Fact to fiction

DECCAN CHRONICLE. | CHRISTOPHER ISAAC
Published Jun 1, 2016, 1:25 am IST
Updated Jun 1, 2016, 1:25 am IST
Romance blooms in a thriller that explores the horrifying crime circuit of selling and buying babies.
Adite Banerjie, Author
 Adite Banerjie, Author

From writing for a newspaper to dreaming up romance novels, Adite Banerjie has certainly come a long way. But the Delhi-based writer says she still can’t believe she’s an actual, published writer and calls her career transformation a “happy accident”. Now releasing her third novel, No Safe Zone, Adite has put one foot in her comfort zone of romance fiction while the other is in completely new waters — suspense thrillers.

“My first book was a romance drama, while the second was more of a chick lit. I had a lot of fun setting the story at a destination wedding with a lot of Bollywood tamasha going on. But I’ve always been a thriller fan, so I wanted to see if I could bring a thriller element into the romance genre,” she explains.

 

The book follows the story of London-based child rights activist Qiara Rana, who is forced to travel to New Delhi to investigate false accusations against her mentor. However, she’s attacked by a gunman the second she lands in the city and is forced to team up with Intelligence Bureau officer Kabir Shorey — a romantic interest of hers from the past.

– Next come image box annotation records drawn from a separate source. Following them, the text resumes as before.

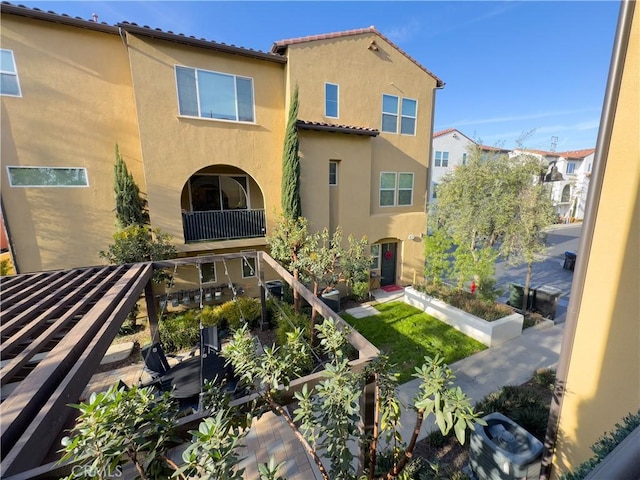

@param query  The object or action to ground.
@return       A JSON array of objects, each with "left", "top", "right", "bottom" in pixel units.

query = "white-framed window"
[
  {"left": 324, "top": 83, "right": 340, "bottom": 118},
  {"left": 400, "top": 98, "right": 418, "bottom": 135},
  {"left": 382, "top": 93, "right": 418, "bottom": 135},
  {"left": 0, "top": 49, "right": 22, "bottom": 97},
  {"left": 240, "top": 250, "right": 256, "bottom": 278},
  {"left": 380, "top": 172, "right": 413, "bottom": 207},
  {"left": 369, "top": 243, "right": 380, "bottom": 270},
  {"left": 434, "top": 151, "right": 450, "bottom": 167},
  {"left": 329, "top": 161, "right": 338, "bottom": 186},
  {"left": 175, "top": 65, "right": 255, "bottom": 123},
  {"left": 189, "top": 173, "right": 251, "bottom": 212},
  {"left": 7, "top": 166, "right": 89, "bottom": 187}
]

No safe zone by Adite Banerjie Harlequin pp.200, Rs 199No safe zone by Adite Banerjie Harlequin pp.200, Rs 199

Adite explains about the inspiration behind the book: “I had come across a news item which spoke about this place in Rajasthan, where there’s a ‘baby bazaar’ where people can actually go and buy children. That whole concept horrified me — children being bought and sold like goods, and this is the kind of crime that needs to be talked about and exposed. So I thought, why not tell the story in an entertainment format and still get the message across?”

The storyteller in her was first conceived when she decided to quit her full-time job as a journalist and freelance instead. “I began content writing and also writing screenplays and scripts. Then, I won a writing contest which led to a contract to write books for Harlequin. I have never looked back after that. That’s how my whole writing career evolved. It’s been a fun ride from fact to fiction,” Adite says.

Choosing to write about romance has also proved to be successful for her, and she believes that it’s because of Indian audiences’ love for the genre: “Even if you look at movies, most of our films are about romance. People like to watch romantic movies and I think that also applies to books. If you take a look at the Amazon book listings, there’s a huge number of romances there! The genre is popular and it’s growing, and romance writers have a huge market to cater to!”

Adite is now working on a script for a movie: “It’s a fantasy kind of film targeted at children, so it has a lot of scope for visual and special effects. It’s a modern day Alice in Wonderland but it’s also nothing like it — other than the fact that there’s a little girl involved.”